For twenty-one days, I lived in a self-imposed medical bootcamp. My mission? To master three words that sounded more like a weapon from a sci-fi flick than a heart procedure: Pulsed Field Ablation.
I ran drills. I interrogated Google. I repeated the syllables while brushing my teeth until the phrase transitioned from a clunky "guess" to a polished linguistic weapon. By February 25th, I wasn't just a patient; I was a man with a vocabulary mission. I was ready to walk into my cardiology appointment and let that term flow from my lips with the casual grace of a seasoned surgeon.
The room was sterile, the paper on the exam table crinkled under me, and the stage was set.
The Doctor: “So, what brings you in today?”
Me (internal): This is it. My moment.
Me (external): “Well, I’m here for the results of my week-long Holter monitor from January. And,” I added, pausing for effect, “I want to find out if I’m a candidate for a Pulsed Field Ablation.”

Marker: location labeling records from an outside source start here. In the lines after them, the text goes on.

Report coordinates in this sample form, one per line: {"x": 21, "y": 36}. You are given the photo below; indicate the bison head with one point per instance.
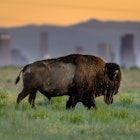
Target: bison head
{"x": 112, "y": 81}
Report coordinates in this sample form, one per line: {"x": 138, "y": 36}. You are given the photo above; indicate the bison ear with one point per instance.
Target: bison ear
{"x": 112, "y": 70}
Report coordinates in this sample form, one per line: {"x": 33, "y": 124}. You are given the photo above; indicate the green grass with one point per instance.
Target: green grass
{"x": 50, "y": 121}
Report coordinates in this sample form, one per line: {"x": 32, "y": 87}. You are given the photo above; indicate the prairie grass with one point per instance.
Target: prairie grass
{"x": 51, "y": 121}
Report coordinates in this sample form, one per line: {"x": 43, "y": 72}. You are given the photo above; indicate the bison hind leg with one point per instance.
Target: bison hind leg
{"x": 22, "y": 95}
{"x": 31, "y": 99}
{"x": 89, "y": 103}
{"x": 71, "y": 103}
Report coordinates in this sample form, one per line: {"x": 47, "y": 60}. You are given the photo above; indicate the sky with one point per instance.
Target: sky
{"x": 66, "y": 12}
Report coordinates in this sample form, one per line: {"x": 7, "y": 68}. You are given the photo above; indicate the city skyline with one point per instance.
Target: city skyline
{"x": 65, "y": 13}
{"x": 45, "y": 41}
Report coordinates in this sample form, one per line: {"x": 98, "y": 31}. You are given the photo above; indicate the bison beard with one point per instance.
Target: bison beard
{"x": 82, "y": 77}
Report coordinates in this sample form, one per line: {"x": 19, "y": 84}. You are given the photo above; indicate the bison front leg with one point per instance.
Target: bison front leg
{"x": 31, "y": 99}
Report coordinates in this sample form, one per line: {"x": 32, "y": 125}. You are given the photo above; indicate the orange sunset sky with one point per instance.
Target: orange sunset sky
{"x": 66, "y": 12}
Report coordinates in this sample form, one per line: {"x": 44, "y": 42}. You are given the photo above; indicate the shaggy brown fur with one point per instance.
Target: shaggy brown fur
{"x": 82, "y": 77}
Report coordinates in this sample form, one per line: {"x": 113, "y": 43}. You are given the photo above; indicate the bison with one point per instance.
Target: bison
{"x": 81, "y": 77}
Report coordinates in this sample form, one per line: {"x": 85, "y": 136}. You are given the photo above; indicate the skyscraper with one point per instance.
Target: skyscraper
{"x": 5, "y": 57}
{"x": 44, "y": 45}
{"x": 128, "y": 58}
{"x": 104, "y": 51}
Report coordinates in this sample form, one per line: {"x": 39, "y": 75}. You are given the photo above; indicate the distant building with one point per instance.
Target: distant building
{"x": 104, "y": 51}
{"x": 128, "y": 58}
{"x": 44, "y": 45}
{"x": 17, "y": 58}
{"x": 79, "y": 49}
{"x": 5, "y": 58}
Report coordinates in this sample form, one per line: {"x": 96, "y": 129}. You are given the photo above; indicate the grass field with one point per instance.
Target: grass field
{"x": 50, "y": 121}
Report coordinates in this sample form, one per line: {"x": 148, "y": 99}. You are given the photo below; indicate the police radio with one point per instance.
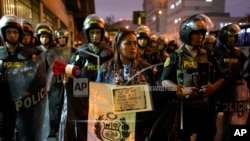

I waited for the nod of professional recognition. I expected a nuanced discussion on cardiac tissue and electrical currents. Instead, I got a blank stare.
The Doctor: “What’s a pulsed field ablation?”
In that moment, the air left the room. My internal monologue, usually a polite observer, screamed: What the hell am I doing here? If my cardiologist—the man currently tasked with managing the rhythm of my most vital organ—was asking me for a definition of a breakthrough cardiac procedure, we were in trouble. It was like asking your pilot about the landing gear and having him ask, "Wait, this thing has wheels?"
But the comedy of errors wasn't over.
Seeking an exit strategy, I pivoted. “Can I get a referral to Electrophysiology?”
The doctor shook his head with the confidence of a man who hadn't checked his own company directory in a decade. “I don’t think there’s an Electrophysiology department here at Fontana.”
At this point, I felt less like a patient and more like a whistleblower. “Actually,” I countered, “according to the portal, there is. It’s right here.”
The punchline? I got the referral. I’m headed to Fontana Electrophysiology this Wednesday to speak with the people who (hopefully) know what their department name means.
The Moral of the Story: Your health is a DIY project. If you don't do the homework, you might find yourself being treated by someone who forgot to open the textbook. As for my current cardiologist? I think it’s time for a "Pulsed Field Separation."